“Mentre scrivevo, sono entrato in contatto con dei lati di me che forse c’erano sempre stati, ma che avevo sempre ignorato”. Così Peligro spiega la caratteristica più vera del suo nuovo album “Mietta sono io”.
Il nuovo disco di Peligro, “Mietta sono io”, guarda dentro l’uomo e fuori di lui, allargando lo sguardo sulla realtà che lo circonda, e lo fa con un racconto introspettivo in 10 canzoni lungo il quale il rapper milanese si è messo in discussione, superando alcuni suoi limiti.
Cos’hai capito di questo nuovo te, scrivendo questi brani?
Ho razionalizzato quello che sono sempre stato. Scrivere queste canzoni è stato come un flusso di coscienza che mi ha fatto capire chi sono nel profondo, com’è il mondo e anche qual è il rapporto che io ho con questo mondo. Vivo meglio la vita, ho aperto gli occhi: prima era come se non avessi la visione periferica.
In “La parte migliore” parli di Milano e di come ti abbia portato a una rinascita.
Questa città ha influenzato anche un altro brano, “La cosa sbagliata”. Io sono un milanese di provincia, Milano mi ha tolto i paraocchi. Milano, o più in generale il contesto urbano, hanno reso questo album quello che è.
Ci spieghi la scelta del titolo “Mietta sono io”?
Sì, c’è un gioco di parole in riferimento a Mietta, cioè Daniela Miglietta. Ma Mietta è anche il mio cognome. Essendo questo un disco introspettivo, era giusto dargli questo titolo.
Perché non hai usato il tuo nome, Andrea?
Perché di Andrea ce ne sono tanti, di Andrea Mietta no.
Cosa ti rende Mietta (o Peligro), musicalmente parlando?
Io vengo dal rap, quello è il mio linguaggio, il mio modo di comunicare. Ma questo codice del rap lo uso in un contesto pop, perché questo mi dice di fare la mia natura di comunicatore.
“Proprio come me” è un brano che, dal punto di vista delle sonorità, si discosta dal resto dell’album. Nel testo parli delle maschere che tutti portiamo, nella quotidianità. Ce ne parli?
Questo sound lo devo al produttore del disco, Marco Zangirolami, un grande professionista. Credo che tutti, nel momento in cui usciamo di casa, indossiamo delle maschere. Non ho inventato niente, lo diceva Pirandello, io ho solo contestualizzato questo pensiero immergendolo nella realtà del 2018. Penso che tutti cerchiamo di mostrare il nostro lato migliore, nascondendo qualcosa che non ci piace. Non è un brano cinico, è la verità.
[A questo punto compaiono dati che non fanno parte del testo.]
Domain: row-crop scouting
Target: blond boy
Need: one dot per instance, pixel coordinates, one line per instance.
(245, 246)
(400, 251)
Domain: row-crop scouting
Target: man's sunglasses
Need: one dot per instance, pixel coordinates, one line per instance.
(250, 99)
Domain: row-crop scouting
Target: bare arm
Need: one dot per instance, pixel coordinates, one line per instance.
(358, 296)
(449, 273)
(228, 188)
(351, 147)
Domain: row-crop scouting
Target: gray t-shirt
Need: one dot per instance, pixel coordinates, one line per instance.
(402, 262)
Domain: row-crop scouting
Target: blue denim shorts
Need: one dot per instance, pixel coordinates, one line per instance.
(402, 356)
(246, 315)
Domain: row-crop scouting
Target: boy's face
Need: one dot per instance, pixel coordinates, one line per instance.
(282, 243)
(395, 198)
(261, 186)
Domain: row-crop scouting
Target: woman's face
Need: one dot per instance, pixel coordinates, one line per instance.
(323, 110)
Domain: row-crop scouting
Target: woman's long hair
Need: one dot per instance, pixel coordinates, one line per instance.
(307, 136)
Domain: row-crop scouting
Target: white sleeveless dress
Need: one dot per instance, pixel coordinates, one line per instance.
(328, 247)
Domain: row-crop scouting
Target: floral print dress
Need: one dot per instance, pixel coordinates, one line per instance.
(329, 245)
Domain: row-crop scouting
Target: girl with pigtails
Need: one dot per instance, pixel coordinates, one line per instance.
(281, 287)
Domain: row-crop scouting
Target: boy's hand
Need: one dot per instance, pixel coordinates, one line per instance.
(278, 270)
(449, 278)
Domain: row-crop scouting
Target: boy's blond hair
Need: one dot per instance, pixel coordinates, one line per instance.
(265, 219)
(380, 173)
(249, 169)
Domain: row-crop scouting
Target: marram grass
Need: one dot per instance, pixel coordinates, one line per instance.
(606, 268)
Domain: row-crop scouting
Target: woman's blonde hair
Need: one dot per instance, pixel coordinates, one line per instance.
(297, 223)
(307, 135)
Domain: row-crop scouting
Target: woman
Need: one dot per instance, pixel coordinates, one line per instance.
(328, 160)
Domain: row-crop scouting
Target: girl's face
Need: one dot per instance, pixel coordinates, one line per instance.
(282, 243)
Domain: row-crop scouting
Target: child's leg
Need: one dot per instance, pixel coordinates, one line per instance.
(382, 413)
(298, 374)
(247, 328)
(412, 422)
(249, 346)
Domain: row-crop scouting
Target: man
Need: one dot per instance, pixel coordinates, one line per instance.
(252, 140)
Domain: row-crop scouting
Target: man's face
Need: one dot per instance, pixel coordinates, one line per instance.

Quindi questa canzone è nata dalla lettura di “Uno, nessuno e centomila” di Pirandello?
In realtà, è solo nell’ultimo periodo che cerco di leggere molto di più di quanto non facessi prima. Leggere mi dà più elasticità, utile per vedere meglio la realtà; aprire un libro risveglia meccanismi dormienti nel cervello. Non dico niente di nuovo, tutti i più grandi winner del mondo leggono tantissimo. Pensa a Bill Gates, per esempio.